During his time there, Bristol Central High School was one of only a handful of high schools in Connecticut that have been removed from the federal government’s warning list under No Child Left Behind.
MHS is also on the government’s “in need of improvement” list, with large racial and economic achievement gaps and several subgroups falling below proficiency targets, especially in math, this year.
O’Donnell arrives as the school is either finishing up or in the midst of several big changes, some easy to see and others not as visible.
MHS this summer got itself off the New England Association of Schools and Colleges’ warning list, where it had been for four years, after making several changes that ranged from writing a mission statement to putting more books in the library to constructing the new $35.4 million freshman wing. NEASC evaluates high schools and gives them accreditation.

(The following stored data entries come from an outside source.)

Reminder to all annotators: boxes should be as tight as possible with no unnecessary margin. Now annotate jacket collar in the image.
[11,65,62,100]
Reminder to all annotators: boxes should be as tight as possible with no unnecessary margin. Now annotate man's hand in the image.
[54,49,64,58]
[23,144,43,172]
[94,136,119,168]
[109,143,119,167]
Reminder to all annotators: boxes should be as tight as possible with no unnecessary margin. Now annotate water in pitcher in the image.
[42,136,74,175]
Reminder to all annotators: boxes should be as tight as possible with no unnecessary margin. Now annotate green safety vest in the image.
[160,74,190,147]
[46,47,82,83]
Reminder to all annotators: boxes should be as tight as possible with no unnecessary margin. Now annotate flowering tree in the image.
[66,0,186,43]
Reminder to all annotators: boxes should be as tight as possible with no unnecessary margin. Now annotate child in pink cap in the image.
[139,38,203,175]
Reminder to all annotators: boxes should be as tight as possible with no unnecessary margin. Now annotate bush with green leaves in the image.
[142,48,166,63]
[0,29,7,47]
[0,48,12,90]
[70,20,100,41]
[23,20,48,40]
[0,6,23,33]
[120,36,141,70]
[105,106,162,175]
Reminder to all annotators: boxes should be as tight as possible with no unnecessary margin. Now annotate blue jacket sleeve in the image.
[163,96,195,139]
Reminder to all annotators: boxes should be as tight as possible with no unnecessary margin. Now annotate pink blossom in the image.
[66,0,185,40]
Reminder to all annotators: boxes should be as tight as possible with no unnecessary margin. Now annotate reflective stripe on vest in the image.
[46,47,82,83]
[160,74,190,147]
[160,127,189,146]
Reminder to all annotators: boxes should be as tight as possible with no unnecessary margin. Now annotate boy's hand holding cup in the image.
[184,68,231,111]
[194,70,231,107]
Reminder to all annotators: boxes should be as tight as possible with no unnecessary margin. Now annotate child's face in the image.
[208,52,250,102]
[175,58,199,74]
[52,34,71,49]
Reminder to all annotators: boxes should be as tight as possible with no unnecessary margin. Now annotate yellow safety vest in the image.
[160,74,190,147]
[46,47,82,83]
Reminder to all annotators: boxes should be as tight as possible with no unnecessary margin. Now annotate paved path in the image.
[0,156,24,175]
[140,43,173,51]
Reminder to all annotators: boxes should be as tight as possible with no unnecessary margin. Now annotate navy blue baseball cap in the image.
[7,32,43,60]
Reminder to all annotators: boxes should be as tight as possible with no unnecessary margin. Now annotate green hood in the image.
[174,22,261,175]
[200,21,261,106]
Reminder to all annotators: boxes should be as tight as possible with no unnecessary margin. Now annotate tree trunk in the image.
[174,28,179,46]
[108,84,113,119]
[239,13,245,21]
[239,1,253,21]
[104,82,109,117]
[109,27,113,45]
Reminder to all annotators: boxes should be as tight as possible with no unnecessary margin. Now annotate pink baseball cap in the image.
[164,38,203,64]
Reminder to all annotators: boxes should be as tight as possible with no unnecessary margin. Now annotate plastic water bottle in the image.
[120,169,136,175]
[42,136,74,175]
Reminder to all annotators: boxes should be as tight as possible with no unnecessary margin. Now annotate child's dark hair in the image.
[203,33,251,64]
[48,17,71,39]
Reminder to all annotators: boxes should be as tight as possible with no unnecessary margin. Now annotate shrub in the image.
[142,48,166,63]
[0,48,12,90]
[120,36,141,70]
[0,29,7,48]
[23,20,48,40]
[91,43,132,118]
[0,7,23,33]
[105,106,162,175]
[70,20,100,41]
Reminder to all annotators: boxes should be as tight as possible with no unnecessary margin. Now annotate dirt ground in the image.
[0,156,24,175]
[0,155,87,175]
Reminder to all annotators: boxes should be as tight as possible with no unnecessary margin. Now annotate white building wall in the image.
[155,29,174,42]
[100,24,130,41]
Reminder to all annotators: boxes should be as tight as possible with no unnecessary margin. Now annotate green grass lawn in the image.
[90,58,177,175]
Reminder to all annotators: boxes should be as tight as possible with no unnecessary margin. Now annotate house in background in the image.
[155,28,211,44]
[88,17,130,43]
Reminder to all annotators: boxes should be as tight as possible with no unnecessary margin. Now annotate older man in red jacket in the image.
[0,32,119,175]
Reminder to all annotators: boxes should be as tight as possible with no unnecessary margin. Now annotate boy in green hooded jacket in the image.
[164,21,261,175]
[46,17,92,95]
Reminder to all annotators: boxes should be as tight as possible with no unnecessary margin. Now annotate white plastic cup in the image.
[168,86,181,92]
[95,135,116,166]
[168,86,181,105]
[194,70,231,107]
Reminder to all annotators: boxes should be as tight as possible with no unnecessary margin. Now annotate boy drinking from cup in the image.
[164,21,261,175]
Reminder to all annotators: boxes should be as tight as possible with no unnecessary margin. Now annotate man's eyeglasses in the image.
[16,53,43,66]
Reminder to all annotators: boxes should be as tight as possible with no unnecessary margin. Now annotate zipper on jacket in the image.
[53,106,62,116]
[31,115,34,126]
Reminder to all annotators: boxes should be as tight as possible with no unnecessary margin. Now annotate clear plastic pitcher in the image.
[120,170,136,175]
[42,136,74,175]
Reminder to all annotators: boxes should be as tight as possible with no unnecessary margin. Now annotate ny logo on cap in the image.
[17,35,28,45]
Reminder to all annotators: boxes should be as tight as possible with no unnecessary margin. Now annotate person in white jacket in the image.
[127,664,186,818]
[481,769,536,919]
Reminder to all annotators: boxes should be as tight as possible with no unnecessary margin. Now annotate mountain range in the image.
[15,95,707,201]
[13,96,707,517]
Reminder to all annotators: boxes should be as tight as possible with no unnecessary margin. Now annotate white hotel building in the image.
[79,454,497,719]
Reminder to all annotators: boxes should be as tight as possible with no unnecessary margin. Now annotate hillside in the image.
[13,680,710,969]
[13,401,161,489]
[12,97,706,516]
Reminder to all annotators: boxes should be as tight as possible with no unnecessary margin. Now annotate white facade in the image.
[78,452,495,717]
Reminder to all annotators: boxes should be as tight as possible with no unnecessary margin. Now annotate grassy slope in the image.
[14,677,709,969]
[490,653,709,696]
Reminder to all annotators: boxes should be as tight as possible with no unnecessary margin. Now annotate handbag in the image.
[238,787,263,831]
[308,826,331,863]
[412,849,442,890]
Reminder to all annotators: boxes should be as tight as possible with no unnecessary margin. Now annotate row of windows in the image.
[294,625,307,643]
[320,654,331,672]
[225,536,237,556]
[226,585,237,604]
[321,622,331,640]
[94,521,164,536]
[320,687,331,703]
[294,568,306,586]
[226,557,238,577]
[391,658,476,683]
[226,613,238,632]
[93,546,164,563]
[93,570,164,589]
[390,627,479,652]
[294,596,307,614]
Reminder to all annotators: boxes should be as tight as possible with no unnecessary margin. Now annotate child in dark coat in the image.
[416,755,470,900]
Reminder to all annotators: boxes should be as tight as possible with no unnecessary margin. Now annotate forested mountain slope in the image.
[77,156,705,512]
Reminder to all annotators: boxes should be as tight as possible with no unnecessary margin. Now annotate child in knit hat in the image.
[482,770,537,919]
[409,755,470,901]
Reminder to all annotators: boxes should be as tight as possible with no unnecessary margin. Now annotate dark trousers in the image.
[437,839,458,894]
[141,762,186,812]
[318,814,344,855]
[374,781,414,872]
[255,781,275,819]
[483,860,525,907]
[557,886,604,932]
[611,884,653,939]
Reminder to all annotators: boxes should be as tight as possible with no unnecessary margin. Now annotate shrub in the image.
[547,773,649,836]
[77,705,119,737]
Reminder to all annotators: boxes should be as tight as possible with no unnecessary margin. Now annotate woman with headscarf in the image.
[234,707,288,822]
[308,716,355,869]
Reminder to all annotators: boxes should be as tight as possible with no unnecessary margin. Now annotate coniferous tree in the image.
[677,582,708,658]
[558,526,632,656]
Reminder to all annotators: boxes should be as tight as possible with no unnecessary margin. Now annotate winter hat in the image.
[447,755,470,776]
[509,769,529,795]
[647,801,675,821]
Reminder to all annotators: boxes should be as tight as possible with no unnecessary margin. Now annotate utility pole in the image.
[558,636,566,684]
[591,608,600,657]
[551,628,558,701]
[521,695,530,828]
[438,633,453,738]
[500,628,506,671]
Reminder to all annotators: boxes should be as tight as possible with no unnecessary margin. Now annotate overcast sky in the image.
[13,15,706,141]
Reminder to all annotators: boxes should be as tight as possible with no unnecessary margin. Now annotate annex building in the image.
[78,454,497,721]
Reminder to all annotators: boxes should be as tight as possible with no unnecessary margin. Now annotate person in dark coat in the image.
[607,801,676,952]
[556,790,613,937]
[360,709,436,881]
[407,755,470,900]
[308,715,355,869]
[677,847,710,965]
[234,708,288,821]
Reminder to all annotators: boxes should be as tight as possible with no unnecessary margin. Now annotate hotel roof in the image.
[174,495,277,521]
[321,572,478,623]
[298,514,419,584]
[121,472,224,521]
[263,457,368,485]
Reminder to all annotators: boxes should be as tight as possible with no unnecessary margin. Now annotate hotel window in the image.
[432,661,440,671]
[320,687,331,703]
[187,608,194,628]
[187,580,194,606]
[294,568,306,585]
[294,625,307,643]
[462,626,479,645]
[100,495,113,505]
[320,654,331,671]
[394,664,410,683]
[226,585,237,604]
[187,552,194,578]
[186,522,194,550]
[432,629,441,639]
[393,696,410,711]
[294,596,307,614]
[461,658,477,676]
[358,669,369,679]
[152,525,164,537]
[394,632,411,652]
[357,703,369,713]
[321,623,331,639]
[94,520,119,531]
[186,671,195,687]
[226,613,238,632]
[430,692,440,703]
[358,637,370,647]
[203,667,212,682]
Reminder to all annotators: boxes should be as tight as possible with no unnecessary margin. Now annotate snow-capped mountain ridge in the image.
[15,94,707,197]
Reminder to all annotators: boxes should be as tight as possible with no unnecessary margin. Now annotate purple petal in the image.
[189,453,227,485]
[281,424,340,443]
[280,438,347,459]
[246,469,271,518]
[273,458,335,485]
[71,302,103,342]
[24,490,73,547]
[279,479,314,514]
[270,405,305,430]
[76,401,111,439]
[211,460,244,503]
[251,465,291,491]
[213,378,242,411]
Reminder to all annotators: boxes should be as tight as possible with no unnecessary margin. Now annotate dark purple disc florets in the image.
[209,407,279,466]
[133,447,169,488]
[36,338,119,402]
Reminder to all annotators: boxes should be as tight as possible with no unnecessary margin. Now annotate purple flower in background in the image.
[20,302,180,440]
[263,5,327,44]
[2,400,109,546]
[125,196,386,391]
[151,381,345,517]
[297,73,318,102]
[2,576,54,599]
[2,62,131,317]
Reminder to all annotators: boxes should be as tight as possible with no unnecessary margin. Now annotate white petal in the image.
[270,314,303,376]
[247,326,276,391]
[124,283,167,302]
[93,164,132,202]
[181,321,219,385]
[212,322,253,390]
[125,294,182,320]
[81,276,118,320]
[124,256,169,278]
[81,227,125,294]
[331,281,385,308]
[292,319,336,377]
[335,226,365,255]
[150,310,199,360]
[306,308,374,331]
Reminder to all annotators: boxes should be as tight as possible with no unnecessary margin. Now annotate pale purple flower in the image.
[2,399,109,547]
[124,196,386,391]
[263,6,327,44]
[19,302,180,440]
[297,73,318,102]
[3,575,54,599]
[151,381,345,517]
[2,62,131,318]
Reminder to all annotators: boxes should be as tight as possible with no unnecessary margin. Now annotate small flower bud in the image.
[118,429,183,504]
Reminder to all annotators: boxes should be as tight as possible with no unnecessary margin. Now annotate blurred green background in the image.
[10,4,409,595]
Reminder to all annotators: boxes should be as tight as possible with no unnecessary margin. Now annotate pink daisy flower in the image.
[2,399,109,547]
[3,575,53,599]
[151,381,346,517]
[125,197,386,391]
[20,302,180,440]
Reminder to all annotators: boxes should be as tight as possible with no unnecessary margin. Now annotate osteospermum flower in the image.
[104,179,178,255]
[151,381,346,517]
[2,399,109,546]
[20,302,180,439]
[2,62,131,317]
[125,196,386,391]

The school is also in the midst of expanding its “proficiency project,” under which teachers have begun measuring students’ performance against set standards for each course. The project also requires teachers to continue working with students on concepts until the students understand them.
Besides the new freshman wing, efforts to improve students’ first year of high school include putting them in teams for their core courses for the first time this year and assigning them in small groups to faculty advisors.
O’Donnell said he has no plans yet to add any major changes of his own to all these, but will be examining areas of the curriculum to try to improve Connecticut Academic
Performance Test scores, as well as preparing for NEASC’s next visit in 2009, which will require a lot of “self-examination.”
“I’m really excited about coming back here,” O’Donnell said.